Sacred Valley, Peru


6th January 2025

By 5:30am we were eating breakfast, fuelling ourselves for the day ahead. Today we would be heading to five locations in the Sacred Valley on a day tour. The Sacred Valley refers to several locations around the Andean highlands considered important during the Incan Empire.

Our first stop though was not related to the Sacred Valley. We stopped at Killa Suma, in Chinchero. Here we watched a demonstration of women wearing traditional Peruvian attire in black, red and blue, showing us how they cleaned, naturally dyed and spun alpaca wool, which they could then use for clothes and textile making. It was an engaging and very educational interaction during which we were served aromatic tea. Behind the women stood a large clay counter, on top of which a fire pit where large worn metal kettles sat simmering. Fitted into the counter below were large cages filled with guinea pigs. There were two ways to perceive this set up and I opted for the one where the fire was to simply keep beloved pets warm…

We drove on to the town centre of Chinchero where we entered the archeological site, a large area with stone walls marking original Inca structures and farming terraces. It has been speculated that when the Spanish arrived in the Andes, the Inca’s burnt the city down leaving behind only stone so that the invaders would find no supplies or comfort.

The next stop on our list was Moray (pictured above), a spectacular vision of three circular structures consisting of stone terraces which descended down into the ground. This was an Inca agricultural laboratory, used to see if they could grow crops in places they would not normally flourish by manipulating the environment they grow in.

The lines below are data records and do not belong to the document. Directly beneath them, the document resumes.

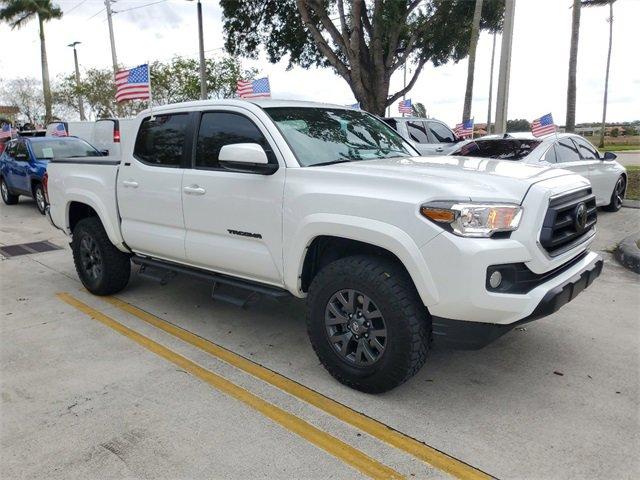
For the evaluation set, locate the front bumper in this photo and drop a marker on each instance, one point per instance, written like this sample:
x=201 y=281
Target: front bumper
x=473 y=335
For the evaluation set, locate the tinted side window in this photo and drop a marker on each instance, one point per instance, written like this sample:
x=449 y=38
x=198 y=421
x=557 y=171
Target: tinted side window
x=218 y=129
x=441 y=133
x=550 y=155
x=567 y=151
x=391 y=122
x=418 y=132
x=161 y=141
x=21 y=149
x=587 y=151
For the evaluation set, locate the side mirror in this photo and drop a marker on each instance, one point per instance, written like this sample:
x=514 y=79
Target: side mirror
x=246 y=157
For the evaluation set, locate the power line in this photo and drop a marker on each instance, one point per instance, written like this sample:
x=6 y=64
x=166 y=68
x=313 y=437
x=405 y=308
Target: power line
x=96 y=14
x=140 y=6
x=73 y=8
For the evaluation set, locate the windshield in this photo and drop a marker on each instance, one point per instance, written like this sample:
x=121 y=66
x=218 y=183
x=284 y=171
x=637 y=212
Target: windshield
x=321 y=136
x=64 y=147
x=503 y=149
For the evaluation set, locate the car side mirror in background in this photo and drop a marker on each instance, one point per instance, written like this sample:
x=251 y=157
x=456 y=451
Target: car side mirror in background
x=246 y=157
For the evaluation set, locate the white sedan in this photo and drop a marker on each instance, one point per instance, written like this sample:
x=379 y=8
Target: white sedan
x=564 y=150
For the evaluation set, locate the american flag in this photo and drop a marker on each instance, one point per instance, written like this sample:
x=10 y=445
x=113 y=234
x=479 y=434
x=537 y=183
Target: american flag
x=404 y=106
x=59 y=131
x=133 y=84
x=5 y=131
x=543 y=126
x=254 y=88
x=464 y=129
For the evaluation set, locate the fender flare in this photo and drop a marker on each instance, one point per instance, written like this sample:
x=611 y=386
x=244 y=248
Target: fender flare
x=93 y=200
x=365 y=230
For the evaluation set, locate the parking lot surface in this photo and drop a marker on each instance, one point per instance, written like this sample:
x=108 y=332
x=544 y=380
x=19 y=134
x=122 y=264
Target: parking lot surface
x=99 y=388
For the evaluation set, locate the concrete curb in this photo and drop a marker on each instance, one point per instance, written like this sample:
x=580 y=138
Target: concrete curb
x=628 y=252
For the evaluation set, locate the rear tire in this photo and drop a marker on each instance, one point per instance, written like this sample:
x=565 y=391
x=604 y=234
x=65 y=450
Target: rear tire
x=102 y=268
x=618 y=195
x=7 y=197
x=41 y=200
x=395 y=326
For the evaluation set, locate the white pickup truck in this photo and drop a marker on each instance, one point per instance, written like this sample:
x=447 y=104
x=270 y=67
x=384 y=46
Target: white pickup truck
x=390 y=249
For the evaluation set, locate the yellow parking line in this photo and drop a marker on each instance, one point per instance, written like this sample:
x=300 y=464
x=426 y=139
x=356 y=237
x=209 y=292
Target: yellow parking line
x=319 y=438
x=430 y=455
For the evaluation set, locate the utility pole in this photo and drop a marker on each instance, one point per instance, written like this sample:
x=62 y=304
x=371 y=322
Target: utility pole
x=493 y=56
x=114 y=58
x=203 y=69
x=505 y=67
x=80 y=101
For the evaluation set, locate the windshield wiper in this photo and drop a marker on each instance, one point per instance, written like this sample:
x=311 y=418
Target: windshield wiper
x=330 y=162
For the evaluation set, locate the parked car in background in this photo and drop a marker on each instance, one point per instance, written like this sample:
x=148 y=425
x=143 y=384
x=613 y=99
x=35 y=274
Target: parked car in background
x=565 y=150
x=428 y=135
x=107 y=135
x=24 y=161
x=390 y=249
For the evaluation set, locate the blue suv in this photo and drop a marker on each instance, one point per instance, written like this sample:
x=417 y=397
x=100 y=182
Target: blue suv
x=23 y=165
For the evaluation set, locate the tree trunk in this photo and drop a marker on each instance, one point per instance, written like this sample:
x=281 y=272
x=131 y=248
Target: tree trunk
x=606 y=77
x=46 y=86
x=475 y=33
x=573 y=61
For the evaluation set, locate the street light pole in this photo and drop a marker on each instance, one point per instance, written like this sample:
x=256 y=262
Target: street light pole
x=80 y=101
x=505 y=67
x=203 y=70
x=114 y=59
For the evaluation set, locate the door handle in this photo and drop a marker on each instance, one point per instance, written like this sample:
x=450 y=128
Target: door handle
x=194 y=190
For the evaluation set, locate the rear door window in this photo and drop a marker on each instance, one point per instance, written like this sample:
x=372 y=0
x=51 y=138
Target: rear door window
x=161 y=140
x=441 y=133
x=418 y=132
x=587 y=151
x=567 y=151
x=218 y=129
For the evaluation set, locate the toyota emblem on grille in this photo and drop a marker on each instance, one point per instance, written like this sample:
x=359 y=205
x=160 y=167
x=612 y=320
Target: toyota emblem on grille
x=580 y=221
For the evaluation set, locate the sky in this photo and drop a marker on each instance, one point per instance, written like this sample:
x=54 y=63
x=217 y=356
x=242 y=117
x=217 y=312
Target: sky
x=157 y=30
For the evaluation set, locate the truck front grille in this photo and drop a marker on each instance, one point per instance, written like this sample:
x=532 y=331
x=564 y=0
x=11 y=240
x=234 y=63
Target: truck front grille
x=569 y=221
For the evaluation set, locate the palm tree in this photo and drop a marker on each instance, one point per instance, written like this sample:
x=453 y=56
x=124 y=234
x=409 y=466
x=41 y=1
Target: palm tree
x=475 y=33
x=573 y=61
x=17 y=13
x=598 y=3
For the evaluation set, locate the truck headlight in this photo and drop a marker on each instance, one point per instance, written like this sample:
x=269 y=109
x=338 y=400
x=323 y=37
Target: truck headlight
x=480 y=220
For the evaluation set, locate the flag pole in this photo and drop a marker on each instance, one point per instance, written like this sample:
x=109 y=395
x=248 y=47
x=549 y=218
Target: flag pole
x=150 y=95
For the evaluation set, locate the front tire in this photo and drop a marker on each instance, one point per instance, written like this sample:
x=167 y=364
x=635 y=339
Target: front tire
x=7 y=197
x=41 y=200
x=102 y=268
x=618 y=195
x=367 y=324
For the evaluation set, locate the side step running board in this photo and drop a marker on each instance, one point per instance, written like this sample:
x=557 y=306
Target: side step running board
x=169 y=270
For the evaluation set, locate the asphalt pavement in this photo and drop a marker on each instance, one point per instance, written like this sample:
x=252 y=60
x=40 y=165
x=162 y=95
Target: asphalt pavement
x=86 y=392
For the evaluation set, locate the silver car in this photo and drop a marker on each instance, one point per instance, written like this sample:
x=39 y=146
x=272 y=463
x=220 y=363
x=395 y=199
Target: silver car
x=564 y=150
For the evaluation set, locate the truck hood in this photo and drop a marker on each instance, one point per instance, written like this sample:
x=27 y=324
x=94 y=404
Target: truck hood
x=457 y=178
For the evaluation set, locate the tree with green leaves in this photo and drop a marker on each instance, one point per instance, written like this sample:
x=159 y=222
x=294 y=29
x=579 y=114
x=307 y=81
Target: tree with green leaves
x=177 y=80
x=17 y=13
x=364 y=42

We then stopped at a shop where we got to sample dark chocolate with salt from the Maras Salt Mines, the next stop on our tour. We ended up buying a bar alongside plantain crisps and cancha, also known as Peruvian Corn Nuts, toasted giant corn seasoned heavily in salt. All snacks were nothing but wrappers and rubbish by the end of the tour!

The Maras Salt Mines sat in the basin of a red clay mountain, this site predating the Inca’s. About 4,000 irregular squares made with red clay and full of varying shades of muddy water, staggered down the valley, appearing like a watercolour box set exclusively focused on red and browns. Some areas were heavily stained white, presumably due to the build up of salt over time. As it was the rainy season, this was rain water filling the basins opposed to the salt water. During the dry season, farmers would fill their plots with water from a naturally occurring salt spring using underground channels, then sit back allowing the sun to dry out their plot leaving behind the salt.

We continued onwards to Ollantaytambo, our train destination from Aguas Calientes. Traffic was heaving due to Bajada de Reyes, a three day festival celebrating the end to Christmas celebrations. On arrival, we saw traditional Peruvian female dancers in full attire, a crowd and live music encouraging them to pirouette, their skirts fanning out. 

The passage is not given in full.